Jika dalam novel yang belum selesai aku baca
itu, memunculkan rasa kosong karena 'membiarkan' permasalahan tidak
terselesaikan dengan baik. Waktu dan jarak yang mengurangi waktu bersama dari
para tokoh. Kosong? Mungkin ada. Kosong karena seluruh perasaan mati sekejap,
hanya meninggalkan cemas yang berusaha disembunyikan rapat-rapat. Hatiku terlalu
dipenuhi rasa cemas saat kamu menjalani angka pertama sebelum garis miring itu.
Jangan tanyakan apakah aku percaya padamu atau tidak. Aku percaya, aku tau
bahwa kamu tidak mungkin melakukan hal yang tidak baik selama kamu pergi. Tapi
soal cemas, tidak bisa begitu saja hilang bukan? Aku cemas karena harus
menjalani hari tanpamu, tanpa kabar yang jelas darimu. Ya Tuhan, aku jadi ingat
ceritamu dulu. Kamu bercerita bahwa kamu dan teman-temanmu mengenal baik resiko
pekerjaanmu. Yang membuat kamu selektif memilih dari banyaknya wanita yang
mengejarmu. "Kami harus siap, Dek.
Begitu juga pasangan kami jika suatu saat kami tidak pulang."

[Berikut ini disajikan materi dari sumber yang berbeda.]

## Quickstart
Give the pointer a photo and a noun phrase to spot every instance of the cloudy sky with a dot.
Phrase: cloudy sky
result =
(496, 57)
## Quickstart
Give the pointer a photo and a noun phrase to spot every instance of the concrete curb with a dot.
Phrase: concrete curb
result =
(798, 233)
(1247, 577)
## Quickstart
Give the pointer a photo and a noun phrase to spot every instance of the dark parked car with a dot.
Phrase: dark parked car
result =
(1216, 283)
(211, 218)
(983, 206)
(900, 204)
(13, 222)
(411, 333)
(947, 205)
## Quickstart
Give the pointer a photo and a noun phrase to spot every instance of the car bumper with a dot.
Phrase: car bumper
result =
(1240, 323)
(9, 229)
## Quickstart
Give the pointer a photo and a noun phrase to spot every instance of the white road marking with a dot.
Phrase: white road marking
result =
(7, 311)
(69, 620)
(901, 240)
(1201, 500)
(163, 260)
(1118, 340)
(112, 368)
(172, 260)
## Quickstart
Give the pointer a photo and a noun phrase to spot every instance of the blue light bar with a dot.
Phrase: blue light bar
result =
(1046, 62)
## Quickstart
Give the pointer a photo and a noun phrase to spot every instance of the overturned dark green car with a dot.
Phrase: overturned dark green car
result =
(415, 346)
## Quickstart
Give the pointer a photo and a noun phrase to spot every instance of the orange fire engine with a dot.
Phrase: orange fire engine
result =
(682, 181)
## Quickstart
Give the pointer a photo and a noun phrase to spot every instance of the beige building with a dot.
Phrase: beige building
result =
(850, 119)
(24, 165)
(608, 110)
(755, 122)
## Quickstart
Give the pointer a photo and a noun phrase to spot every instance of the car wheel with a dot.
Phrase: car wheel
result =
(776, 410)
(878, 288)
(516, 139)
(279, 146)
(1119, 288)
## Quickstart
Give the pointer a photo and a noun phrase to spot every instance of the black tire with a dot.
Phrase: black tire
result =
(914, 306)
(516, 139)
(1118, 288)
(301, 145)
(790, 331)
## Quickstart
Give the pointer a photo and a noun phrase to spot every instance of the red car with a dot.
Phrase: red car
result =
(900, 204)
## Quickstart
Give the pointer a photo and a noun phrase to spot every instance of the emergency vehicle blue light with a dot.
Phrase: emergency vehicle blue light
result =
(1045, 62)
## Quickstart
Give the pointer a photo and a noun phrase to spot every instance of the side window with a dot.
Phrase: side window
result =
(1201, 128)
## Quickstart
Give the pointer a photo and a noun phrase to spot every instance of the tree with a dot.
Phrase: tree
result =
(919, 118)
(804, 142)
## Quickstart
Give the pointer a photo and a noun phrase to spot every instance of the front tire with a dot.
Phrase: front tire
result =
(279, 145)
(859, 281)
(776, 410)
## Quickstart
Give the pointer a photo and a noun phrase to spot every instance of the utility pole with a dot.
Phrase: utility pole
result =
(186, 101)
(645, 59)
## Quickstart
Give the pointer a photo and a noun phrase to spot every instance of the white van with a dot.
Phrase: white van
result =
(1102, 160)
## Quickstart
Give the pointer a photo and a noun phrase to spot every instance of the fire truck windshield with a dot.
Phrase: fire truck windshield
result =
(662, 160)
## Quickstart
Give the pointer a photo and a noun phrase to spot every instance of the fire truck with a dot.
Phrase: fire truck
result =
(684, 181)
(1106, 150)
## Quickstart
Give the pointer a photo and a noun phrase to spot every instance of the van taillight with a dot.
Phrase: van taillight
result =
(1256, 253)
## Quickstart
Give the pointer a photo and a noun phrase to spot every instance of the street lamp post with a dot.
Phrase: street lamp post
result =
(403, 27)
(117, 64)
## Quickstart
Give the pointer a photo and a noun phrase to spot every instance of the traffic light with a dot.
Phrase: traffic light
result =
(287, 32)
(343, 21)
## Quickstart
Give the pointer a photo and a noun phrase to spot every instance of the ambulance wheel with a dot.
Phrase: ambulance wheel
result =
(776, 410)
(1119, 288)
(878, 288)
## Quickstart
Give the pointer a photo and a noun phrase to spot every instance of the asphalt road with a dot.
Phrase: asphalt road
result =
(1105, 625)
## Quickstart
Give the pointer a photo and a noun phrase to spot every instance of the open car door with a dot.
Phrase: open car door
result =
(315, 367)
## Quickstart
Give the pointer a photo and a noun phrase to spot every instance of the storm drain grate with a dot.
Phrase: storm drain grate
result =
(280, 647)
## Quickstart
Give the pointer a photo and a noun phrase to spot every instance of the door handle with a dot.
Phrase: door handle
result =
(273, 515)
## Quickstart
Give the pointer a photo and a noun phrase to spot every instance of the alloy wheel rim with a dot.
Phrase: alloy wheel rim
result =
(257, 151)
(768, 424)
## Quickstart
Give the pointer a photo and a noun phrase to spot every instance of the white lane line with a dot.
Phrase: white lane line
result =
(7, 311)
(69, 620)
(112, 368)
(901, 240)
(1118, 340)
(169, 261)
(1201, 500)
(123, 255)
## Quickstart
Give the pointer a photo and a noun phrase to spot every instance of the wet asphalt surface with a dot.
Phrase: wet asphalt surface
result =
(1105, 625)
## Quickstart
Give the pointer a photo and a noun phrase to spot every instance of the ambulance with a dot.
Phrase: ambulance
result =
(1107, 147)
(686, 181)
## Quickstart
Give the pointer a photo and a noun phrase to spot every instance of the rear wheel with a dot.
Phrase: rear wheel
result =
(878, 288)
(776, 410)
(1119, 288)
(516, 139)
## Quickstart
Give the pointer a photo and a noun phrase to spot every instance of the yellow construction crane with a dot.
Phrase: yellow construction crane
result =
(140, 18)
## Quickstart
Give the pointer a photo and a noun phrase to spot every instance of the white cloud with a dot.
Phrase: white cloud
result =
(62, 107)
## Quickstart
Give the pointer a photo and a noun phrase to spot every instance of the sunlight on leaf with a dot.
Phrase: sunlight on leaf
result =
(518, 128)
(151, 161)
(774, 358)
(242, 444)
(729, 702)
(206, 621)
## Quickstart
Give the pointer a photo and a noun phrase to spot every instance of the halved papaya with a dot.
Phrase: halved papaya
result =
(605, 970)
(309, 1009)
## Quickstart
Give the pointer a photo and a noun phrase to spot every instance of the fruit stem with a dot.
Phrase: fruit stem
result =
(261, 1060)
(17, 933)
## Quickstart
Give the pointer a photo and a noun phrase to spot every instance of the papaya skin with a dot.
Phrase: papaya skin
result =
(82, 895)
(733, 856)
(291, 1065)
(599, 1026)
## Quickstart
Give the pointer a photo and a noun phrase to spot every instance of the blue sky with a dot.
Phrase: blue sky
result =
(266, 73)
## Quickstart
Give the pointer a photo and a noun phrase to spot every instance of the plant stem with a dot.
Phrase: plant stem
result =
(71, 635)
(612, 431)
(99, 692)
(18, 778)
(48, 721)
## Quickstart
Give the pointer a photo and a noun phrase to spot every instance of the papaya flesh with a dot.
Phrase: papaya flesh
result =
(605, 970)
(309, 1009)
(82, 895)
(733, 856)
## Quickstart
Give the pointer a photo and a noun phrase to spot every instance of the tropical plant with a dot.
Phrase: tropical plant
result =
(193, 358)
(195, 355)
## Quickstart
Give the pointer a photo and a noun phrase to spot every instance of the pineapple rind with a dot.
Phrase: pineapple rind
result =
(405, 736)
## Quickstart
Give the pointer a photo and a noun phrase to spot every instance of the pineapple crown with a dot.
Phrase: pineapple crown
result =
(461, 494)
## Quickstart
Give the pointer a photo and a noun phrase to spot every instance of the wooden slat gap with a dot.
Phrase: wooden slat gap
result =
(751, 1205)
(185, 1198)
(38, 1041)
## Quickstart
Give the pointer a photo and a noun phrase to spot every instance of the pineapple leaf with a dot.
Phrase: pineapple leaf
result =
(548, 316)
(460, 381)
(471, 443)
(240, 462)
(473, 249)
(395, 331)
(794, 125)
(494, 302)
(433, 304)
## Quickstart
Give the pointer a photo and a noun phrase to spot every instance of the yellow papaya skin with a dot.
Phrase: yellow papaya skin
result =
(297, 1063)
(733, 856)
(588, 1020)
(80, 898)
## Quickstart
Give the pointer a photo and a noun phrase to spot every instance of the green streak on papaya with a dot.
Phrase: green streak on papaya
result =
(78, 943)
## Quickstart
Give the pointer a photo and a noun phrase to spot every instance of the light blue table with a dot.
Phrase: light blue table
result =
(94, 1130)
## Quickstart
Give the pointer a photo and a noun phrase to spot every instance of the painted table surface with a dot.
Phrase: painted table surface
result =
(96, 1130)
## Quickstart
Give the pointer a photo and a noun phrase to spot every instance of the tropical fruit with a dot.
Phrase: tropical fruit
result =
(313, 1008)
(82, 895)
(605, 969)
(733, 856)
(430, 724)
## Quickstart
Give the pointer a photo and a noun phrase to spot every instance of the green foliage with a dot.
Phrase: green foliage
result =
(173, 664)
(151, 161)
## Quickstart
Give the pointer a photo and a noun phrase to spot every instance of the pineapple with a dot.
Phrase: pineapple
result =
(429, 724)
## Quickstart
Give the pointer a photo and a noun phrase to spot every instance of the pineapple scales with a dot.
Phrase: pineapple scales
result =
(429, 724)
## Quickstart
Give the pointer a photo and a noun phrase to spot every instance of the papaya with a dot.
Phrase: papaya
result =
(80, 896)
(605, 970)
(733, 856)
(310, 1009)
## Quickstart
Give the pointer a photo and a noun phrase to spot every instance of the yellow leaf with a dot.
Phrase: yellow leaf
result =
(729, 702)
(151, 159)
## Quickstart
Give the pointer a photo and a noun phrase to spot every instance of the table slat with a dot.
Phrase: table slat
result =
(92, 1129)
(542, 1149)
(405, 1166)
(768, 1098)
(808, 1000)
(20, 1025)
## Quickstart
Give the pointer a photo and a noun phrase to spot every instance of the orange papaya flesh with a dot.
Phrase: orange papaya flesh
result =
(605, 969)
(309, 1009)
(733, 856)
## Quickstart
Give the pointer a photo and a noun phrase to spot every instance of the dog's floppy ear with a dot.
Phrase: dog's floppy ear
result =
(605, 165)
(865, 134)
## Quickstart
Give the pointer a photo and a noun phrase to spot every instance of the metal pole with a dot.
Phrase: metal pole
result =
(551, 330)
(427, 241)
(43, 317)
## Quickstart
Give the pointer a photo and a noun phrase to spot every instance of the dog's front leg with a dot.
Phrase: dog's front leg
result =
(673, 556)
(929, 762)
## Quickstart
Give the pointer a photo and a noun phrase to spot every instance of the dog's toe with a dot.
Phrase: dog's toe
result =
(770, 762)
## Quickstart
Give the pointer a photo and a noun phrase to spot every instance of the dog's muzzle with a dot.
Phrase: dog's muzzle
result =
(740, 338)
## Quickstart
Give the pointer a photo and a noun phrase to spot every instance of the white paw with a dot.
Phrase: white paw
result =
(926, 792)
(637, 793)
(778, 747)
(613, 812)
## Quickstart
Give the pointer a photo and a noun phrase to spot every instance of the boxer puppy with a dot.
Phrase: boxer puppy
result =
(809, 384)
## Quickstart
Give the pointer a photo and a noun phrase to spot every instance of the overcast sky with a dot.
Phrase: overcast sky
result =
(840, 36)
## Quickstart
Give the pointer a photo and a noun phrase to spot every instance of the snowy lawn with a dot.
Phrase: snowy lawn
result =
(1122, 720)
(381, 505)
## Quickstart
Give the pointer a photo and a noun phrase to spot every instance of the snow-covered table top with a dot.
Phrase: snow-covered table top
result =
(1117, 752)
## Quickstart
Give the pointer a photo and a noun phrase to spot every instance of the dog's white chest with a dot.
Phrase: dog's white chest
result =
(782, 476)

Lupakan soal banyak waktu penting yang harus
kita lalui terpisah. Biar aku belajar memasang bola lampu sendiri, membayar pajak
kendaraan atau mendatangi bengkel untuk service rutin kendaraan. Biar aku yang
mengajarkan banyak hal pada anak kita, merekam setiap hal kecil dari anak kita
untuk aku ceritakan lagi padamu dan terus menyebut namamu setiap hari agar dia
bisa mengucapkankan kata 'Ayah' dengan lancar. Aku cemas karena itu. Resiko
yang katamu sudah kamu dan teman-teman siapkan matang-matang saat belajar dulu.
Aku tau resikomu. Hanya saja, butuh waktu yang lama hingga aku siap jika harus
berada di posisi itu.
Lalu seperti saat kamu bercerita bahwa kamu
sedang menjalani hubungan yang serius denganku, aku hanya meminta satu padamu.
Dari sekian banyak kemungkinan dan cerita nyaris matimu itu, simpan satu
nyawamu untukku. Simpan satu saja untukku.
I'm here, Nya. I'm
here. Until you realize that I've here eventhough I am not here. - Aldebaran Risjad, Critical Eleven karya Ika Natassa.